At a game design technicalities level, it handles a wide range of power levels well, in many types of setting. It notably does a good job with ordinary people, real-world knowledge, technology and weaponry, and with the recent past through to the near future. It stands up well to being extended without suffering severe "power creep".

As examples, I've run three campaigns in it which it handled well, and which I don't think would have worked nearly as well in other systems.

Steam! was a steampunk game that entered a technological runaway in the 1890s, and was aiming for a singularity by 1940. It will never be completed now, because one of the core players became unable to continue, but it featured enemies with time travel, who succumbed to Moravec's version of Niven's law of time travel, a Martian invasion that was essentially a sociological problem, variant laws of physics worked out in enough detail to make nuclear weapons impossible and reactors easy, and minds uploaded into Babbage machines.

Laundry was set in the world of Charles Stross' Laundry stories, and featured plotlines arising from the implications of P=NP, the true purpose of Stonehenge having been a mystery for most of the last 5000 years, and the Laundry's semiotics department.

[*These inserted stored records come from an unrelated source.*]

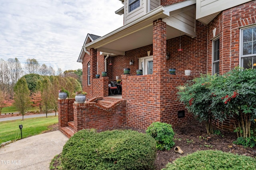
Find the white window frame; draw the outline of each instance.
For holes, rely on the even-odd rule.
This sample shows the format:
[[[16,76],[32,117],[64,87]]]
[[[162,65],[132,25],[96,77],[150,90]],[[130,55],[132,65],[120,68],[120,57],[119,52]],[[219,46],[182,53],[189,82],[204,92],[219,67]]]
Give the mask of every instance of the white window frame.
[[[239,42],[240,43],[239,46],[239,66],[241,67],[243,67],[244,66],[244,62],[243,62],[243,59],[246,57],[254,57],[254,58],[256,58],[256,53],[255,54],[251,54],[248,55],[244,55],[243,54],[243,31],[244,30],[255,28],[256,28],[256,25],[254,24],[253,25],[247,25],[245,27],[243,27],[240,28],[240,37],[239,37]],[[252,59],[252,62],[254,62],[253,59]],[[255,62],[254,62],[255,63]],[[252,63],[252,64],[253,63]],[[256,66],[254,66],[253,65],[252,66],[252,68],[256,68]]]
[[[90,84],[90,62],[89,62],[87,64],[87,85],[89,86]]]
[[[140,0],[134,0],[134,1],[132,2],[130,4],[129,3],[129,0],[128,0],[128,12],[132,12],[134,11],[134,10],[136,10],[136,9],[138,9],[141,6],[141,2]],[[134,9],[133,10],[132,10],[131,11],[130,11],[130,5],[131,5],[135,3],[136,3],[137,2],[138,2],[138,1],[140,2],[140,6],[138,6],[138,7],[137,7],[136,8]]]
[[[139,58],[139,69],[142,70],[143,75],[148,74],[148,62],[151,61],[153,61],[152,55]]]
[[[214,42],[217,41],[219,40],[219,49],[218,49],[218,53],[219,53],[219,59],[215,61],[214,61]],[[218,36],[213,39],[212,40],[212,75],[214,75],[215,74],[220,74],[220,37]],[[219,72],[216,72],[215,70],[215,64],[216,63],[219,63]]]

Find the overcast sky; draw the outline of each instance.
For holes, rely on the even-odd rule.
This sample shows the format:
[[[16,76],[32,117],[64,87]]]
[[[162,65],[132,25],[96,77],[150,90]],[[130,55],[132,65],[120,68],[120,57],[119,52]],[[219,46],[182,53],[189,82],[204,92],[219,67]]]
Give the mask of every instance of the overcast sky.
[[[56,71],[82,68],[77,60],[87,33],[121,27],[119,0],[0,0],[0,59],[35,59]]]

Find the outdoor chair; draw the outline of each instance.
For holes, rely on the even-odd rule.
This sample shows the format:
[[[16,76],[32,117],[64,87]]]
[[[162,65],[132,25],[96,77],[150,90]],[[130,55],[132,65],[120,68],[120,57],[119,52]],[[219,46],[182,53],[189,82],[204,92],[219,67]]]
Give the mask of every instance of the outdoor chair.
[[[114,83],[113,83],[112,82],[111,82],[110,84],[108,84],[109,92],[110,92],[110,94],[112,95],[114,95],[116,94],[119,94],[119,91],[118,90],[118,89]]]

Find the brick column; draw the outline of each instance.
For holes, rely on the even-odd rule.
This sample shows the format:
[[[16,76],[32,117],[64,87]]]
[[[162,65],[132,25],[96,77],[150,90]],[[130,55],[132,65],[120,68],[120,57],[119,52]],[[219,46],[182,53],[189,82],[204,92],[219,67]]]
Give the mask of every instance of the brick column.
[[[74,108],[74,130],[78,132],[80,130],[86,129],[86,111],[87,104],[73,104]]]
[[[162,18],[153,23],[153,74],[166,74],[166,24]]]
[[[164,111],[166,99],[164,94],[164,78],[166,75],[166,23],[161,18],[153,23],[153,101],[158,104],[154,108],[156,120],[160,120]]]
[[[68,126],[68,99],[58,99],[58,100],[59,127]]]
[[[127,78],[131,76],[131,74],[122,74],[122,97],[123,99],[127,100]]]
[[[90,90],[90,96],[93,96],[93,90],[92,89],[92,79],[95,77],[95,74],[97,74],[97,49],[90,49],[90,82],[91,83],[91,89]]]

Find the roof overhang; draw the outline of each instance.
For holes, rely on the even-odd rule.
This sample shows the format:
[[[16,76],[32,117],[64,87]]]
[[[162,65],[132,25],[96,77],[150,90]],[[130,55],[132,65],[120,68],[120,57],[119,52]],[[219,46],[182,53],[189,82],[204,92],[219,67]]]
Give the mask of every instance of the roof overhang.
[[[84,45],[82,49],[87,51],[87,49],[94,48],[103,52],[124,55],[125,51],[152,44],[153,21],[159,18],[166,23],[167,39],[180,35],[194,37],[195,4],[196,0],[188,0],[166,6],[160,6],[109,33]],[[184,13],[185,11],[188,12]],[[177,16],[178,17],[176,17]],[[180,18],[180,17],[182,18]],[[194,27],[190,25],[188,28],[186,21],[183,20],[186,17],[189,18],[190,20],[194,21],[190,23]]]

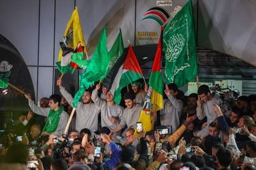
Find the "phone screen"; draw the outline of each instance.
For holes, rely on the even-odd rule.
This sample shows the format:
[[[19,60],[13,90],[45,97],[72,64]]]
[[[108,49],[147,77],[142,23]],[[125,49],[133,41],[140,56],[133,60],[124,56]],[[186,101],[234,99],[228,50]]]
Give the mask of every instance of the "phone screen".
[[[162,148],[162,143],[160,142],[156,142],[156,147],[155,147],[155,150],[161,150]]]
[[[142,123],[137,122],[137,132],[140,132],[142,131]]]
[[[27,165],[27,167],[28,168],[36,168],[38,164],[38,160],[30,160],[28,161],[28,164]]]
[[[165,135],[169,133],[169,129],[164,128],[164,129],[160,129],[158,130],[160,135]]]
[[[94,149],[94,157],[98,158],[100,156],[100,146],[96,146]]]
[[[17,136],[16,140],[17,142],[22,142],[22,136]]]

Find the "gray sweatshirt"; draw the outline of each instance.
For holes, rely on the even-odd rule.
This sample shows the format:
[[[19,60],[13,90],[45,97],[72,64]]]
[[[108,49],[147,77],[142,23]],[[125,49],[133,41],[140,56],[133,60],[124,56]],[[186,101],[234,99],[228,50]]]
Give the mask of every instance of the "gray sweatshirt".
[[[126,125],[128,129],[131,127],[135,128],[136,122],[138,122],[139,118],[140,118],[142,108],[143,106],[140,104],[136,104],[135,107],[134,108],[125,108],[119,125],[122,128],[124,128]]]
[[[33,113],[44,116],[48,116],[51,109],[49,108],[43,108],[38,107],[35,104],[34,101],[32,100],[28,101],[28,105]],[[58,137],[61,137],[65,130],[68,120],[69,114],[67,114],[66,111],[63,111],[61,114],[61,118],[59,119],[57,129],[55,130],[54,132],[52,133],[52,134]]]
[[[101,127],[107,127],[111,131],[113,130],[117,124],[113,124],[109,120],[109,117],[114,117],[120,119],[122,117],[123,108],[115,104],[109,106],[106,100],[103,100],[98,96],[98,91],[94,90],[92,93],[92,99],[94,103],[100,108],[101,116]]]
[[[211,100],[203,102],[202,104],[202,116],[200,115],[199,108],[197,108],[197,116],[199,120],[202,120],[206,116],[207,117],[207,126],[217,118],[217,114],[214,111],[214,104],[220,105],[220,101],[213,98]]]
[[[171,125],[174,133],[179,127],[179,118],[182,113],[183,103],[172,95],[164,100],[163,114],[160,117],[161,125]]]
[[[64,87],[60,88],[60,91],[67,103],[73,107],[74,98],[70,94]],[[83,104],[79,101],[75,109],[75,130],[80,132],[82,129],[87,128],[92,134],[94,134],[98,130],[98,116],[100,112],[100,108],[95,104]]]

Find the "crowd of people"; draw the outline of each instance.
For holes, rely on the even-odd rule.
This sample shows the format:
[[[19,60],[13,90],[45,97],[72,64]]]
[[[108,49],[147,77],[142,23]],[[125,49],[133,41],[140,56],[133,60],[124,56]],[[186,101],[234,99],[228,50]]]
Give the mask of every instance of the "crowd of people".
[[[31,111],[0,134],[0,169],[256,169],[255,95],[226,102],[207,85],[186,96],[169,84],[154,129],[145,132],[138,122],[147,85],[132,83],[122,106],[96,84],[71,121],[74,98],[61,79],[57,85],[62,96],[43,98],[40,106],[25,95]]]

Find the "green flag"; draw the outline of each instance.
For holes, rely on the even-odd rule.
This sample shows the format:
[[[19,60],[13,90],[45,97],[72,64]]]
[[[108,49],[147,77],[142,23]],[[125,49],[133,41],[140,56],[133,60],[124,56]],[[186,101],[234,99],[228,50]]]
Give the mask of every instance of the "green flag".
[[[122,42],[122,32],[119,29],[119,33],[111,49],[108,53],[109,57],[109,64],[108,66],[108,73],[112,69],[116,61],[124,53],[124,43]]]
[[[165,53],[163,79],[181,87],[197,75],[197,51],[190,0],[165,27],[163,51]]]
[[[109,57],[108,55],[106,29],[106,27],[104,27],[87,68],[83,74],[79,75],[80,90],[75,94],[73,102],[75,108],[77,107],[85,90],[95,82],[104,79],[107,74]]]

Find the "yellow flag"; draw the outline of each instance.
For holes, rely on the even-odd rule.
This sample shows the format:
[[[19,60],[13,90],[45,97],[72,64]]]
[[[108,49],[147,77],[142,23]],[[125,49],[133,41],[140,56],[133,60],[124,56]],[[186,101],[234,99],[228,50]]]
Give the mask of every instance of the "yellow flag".
[[[77,7],[75,7],[69,22],[67,22],[63,38],[64,43],[68,47],[75,49],[79,43],[80,43],[81,46],[83,47],[83,53],[87,51]],[[61,48],[59,53],[58,61],[61,61],[62,56],[62,50]]]
[[[142,123],[142,127],[145,132],[147,132],[152,130],[151,124],[151,116],[150,111],[145,111],[142,110],[140,113],[140,118],[139,118],[139,122],[141,122]],[[137,132],[137,129],[135,129],[134,135],[137,137],[139,137]]]

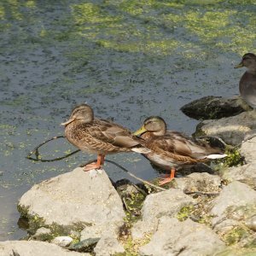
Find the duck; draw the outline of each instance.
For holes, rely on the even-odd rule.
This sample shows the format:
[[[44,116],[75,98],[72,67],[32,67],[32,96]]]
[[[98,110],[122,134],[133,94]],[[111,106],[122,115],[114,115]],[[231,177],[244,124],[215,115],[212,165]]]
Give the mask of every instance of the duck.
[[[154,165],[171,170],[171,174],[160,182],[163,185],[175,177],[176,169],[195,165],[226,156],[219,148],[214,148],[203,141],[196,140],[183,133],[167,131],[166,121],[160,116],[147,118],[140,129],[133,133],[146,141],[151,150],[143,155]]]
[[[80,104],[75,107],[70,118],[61,124],[65,126],[67,139],[81,151],[97,154],[96,162],[86,165],[84,171],[100,169],[106,154],[119,152],[147,154],[144,140],[128,129],[110,120],[96,119],[91,107]]]
[[[239,82],[240,95],[248,105],[256,109],[256,55],[253,53],[245,54],[235,68],[242,67],[246,67],[247,70]]]

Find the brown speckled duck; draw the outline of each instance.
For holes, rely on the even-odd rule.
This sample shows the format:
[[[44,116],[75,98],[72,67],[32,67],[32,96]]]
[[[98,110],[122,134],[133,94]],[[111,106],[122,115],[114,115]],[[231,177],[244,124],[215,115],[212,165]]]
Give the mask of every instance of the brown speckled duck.
[[[97,161],[84,166],[84,171],[101,168],[108,154],[119,152],[148,153],[143,139],[109,120],[94,118],[93,110],[87,104],[81,104],[72,111],[65,125],[67,139],[82,151],[96,154]]]
[[[160,184],[172,181],[177,167],[226,156],[220,149],[211,148],[206,143],[177,131],[166,131],[165,120],[159,116],[146,119],[143,125],[134,135],[141,135],[147,142],[145,146],[151,152],[144,154],[146,158],[165,170],[171,169],[171,176],[163,179]]]
[[[253,53],[245,54],[240,64],[235,67],[246,67],[247,70],[241,78],[239,91],[248,105],[256,109],[256,55]]]

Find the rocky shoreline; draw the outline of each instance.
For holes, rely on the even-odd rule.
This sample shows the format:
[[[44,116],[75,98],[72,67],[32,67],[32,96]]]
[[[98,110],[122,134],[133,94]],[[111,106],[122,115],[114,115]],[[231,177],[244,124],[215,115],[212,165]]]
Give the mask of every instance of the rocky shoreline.
[[[214,106],[221,105],[218,98],[223,101],[211,98]],[[161,192],[113,184],[104,170],[76,168],[23,195],[18,209],[28,221],[28,236],[0,242],[0,254],[256,254],[256,113],[237,111],[202,121],[195,134],[239,145],[239,165],[177,177]]]

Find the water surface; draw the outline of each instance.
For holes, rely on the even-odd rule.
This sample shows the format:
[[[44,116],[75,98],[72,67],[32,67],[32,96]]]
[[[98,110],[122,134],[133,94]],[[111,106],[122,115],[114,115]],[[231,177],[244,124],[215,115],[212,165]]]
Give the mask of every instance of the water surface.
[[[149,115],[189,134],[197,121],[179,108],[203,96],[231,96],[253,51],[255,1],[16,1],[0,3],[0,240],[19,239],[19,198],[34,183],[94,158],[26,159],[76,104],[136,130]],[[65,140],[44,157],[73,150]],[[158,176],[141,155],[109,156],[145,179]],[[129,177],[106,164],[113,180]]]

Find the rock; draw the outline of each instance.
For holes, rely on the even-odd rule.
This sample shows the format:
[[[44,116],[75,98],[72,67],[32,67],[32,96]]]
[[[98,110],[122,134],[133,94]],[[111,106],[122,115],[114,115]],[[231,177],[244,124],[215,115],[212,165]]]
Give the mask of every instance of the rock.
[[[252,230],[256,231],[256,215],[253,215],[253,217],[250,217],[247,219],[246,219],[245,224]]]
[[[141,239],[146,233],[154,232],[158,218],[162,216],[175,216],[181,208],[195,202],[190,196],[178,189],[170,189],[148,195],[142,209],[143,219],[131,228],[132,238]]]
[[[117,240],[113,232],[105,232],[94,248],[96,256],[110,256],[118,253],[124,253],[125,248]]]
[[[224,188],[211,206],[210,212],[215,216],[212,220],[213,226],[227,218],[245,218],[255,213],[256,191],[247,184],[235,181]]]
[[[77,224],[117,227],[123,224],[125,216],[106,172],[84,172],[82,168],[34,185],[20,198],[19,209],[31,222],[42,218],[42,226],[70,226],[73,230]]]
[[[219,176],[207,172],[194,172],[187,177],[175,179],[177,186],[183,192],[216,192],[219,191],[221,180]]]
[[[65,248],[38,241],[0,241],[1,256],[89,256],[89,253],[70,252]]]
[[[237,145],[253,129],[256,129],[256,111],[248,111],[229,118],[205,120],[197,125],[195,135],[217,136],[228,144]]]
[[[32,240],[48,241],[52,238],[51,231],[49,229],[40,228],[37,230],[36,234],[31,236]]]
[[[237,180],[256,189],[256,163],[224,168],[221,170],[220,176],[222,179],[226,179],[230,182]]]
[[[140,255],[213,255],[224,243],[204,224],[190,219],[179,222],[163,216],[149,243],[140,247]]]
[[[60,247],[68,247],[73,241],[73,239],[69,236],[56,236],[52,240],[51,243],[56,244]]]
[[[256,165],[256,137],[241,143],[240,154],[244,156],[247,163],[255,163]]]
[[[223,98],[205,96],[181,108],[187,116],[195,119],[215,119],[234,116],[251,108],[240,96]]]
[[[100,238],[88,238],[72,244],[68,249],[76,252],[92,253]]]

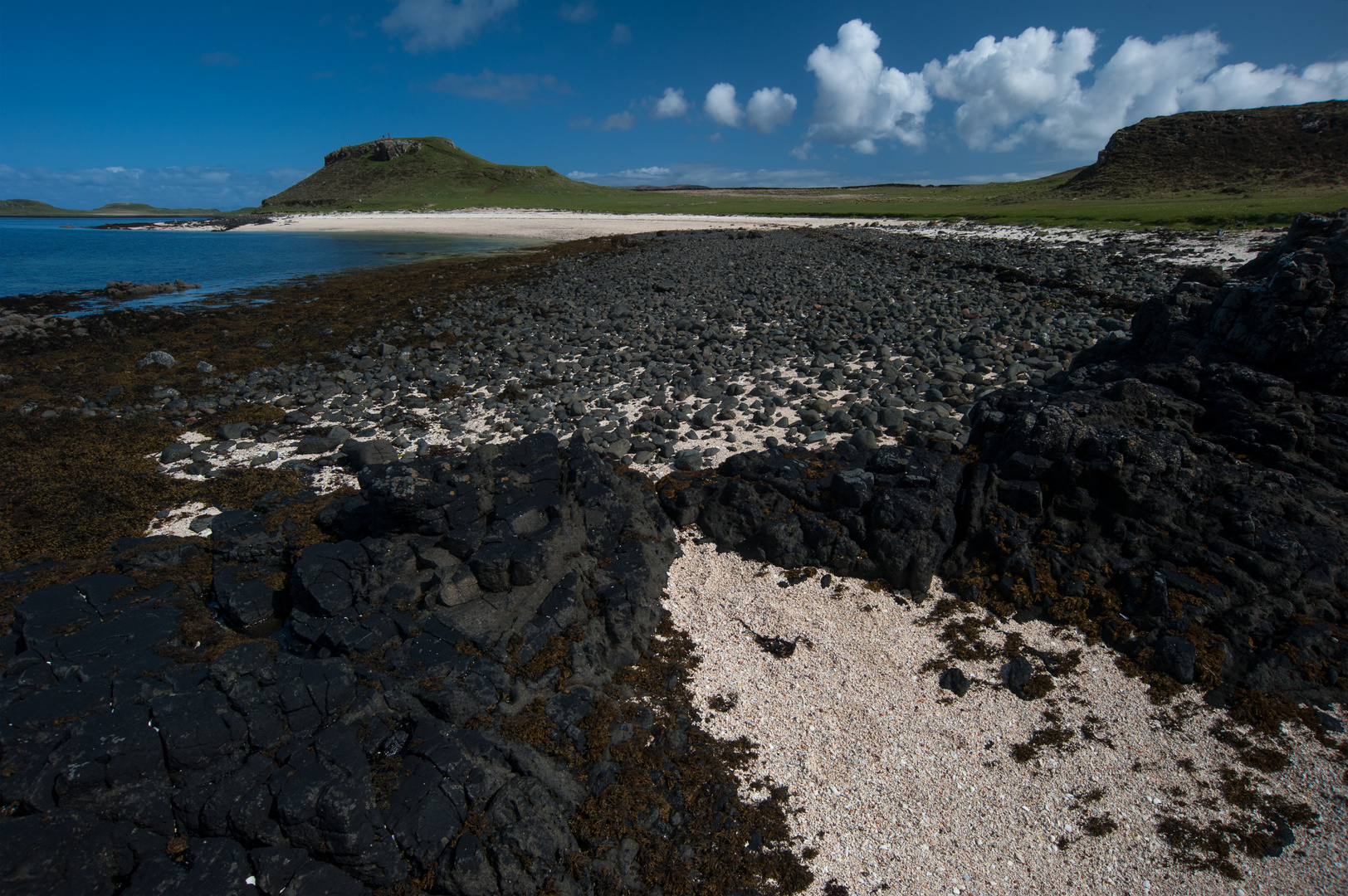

Infinite Cabal uses the Infinite Worlds setting, with rather loose adherence to canon, and rational Cabalists as the PCs, charged by the Grand Master of their Lodge (Isaac Newton, and the Royal Society) with finding out how the universe really works. They've learned one anthropomorphic answer so far, and are working on a physics-based one. This Wednesday evening, they may discover where echoes of Homeline come from.

GURPS lets me run this kind of stuff and doesn't fight back. Hero System is too based in superhero tropes for me to be happy with it, BRP/CoC doesn't handle the power levels and lacks the technological and magical support material, and FATE is too much about story action points.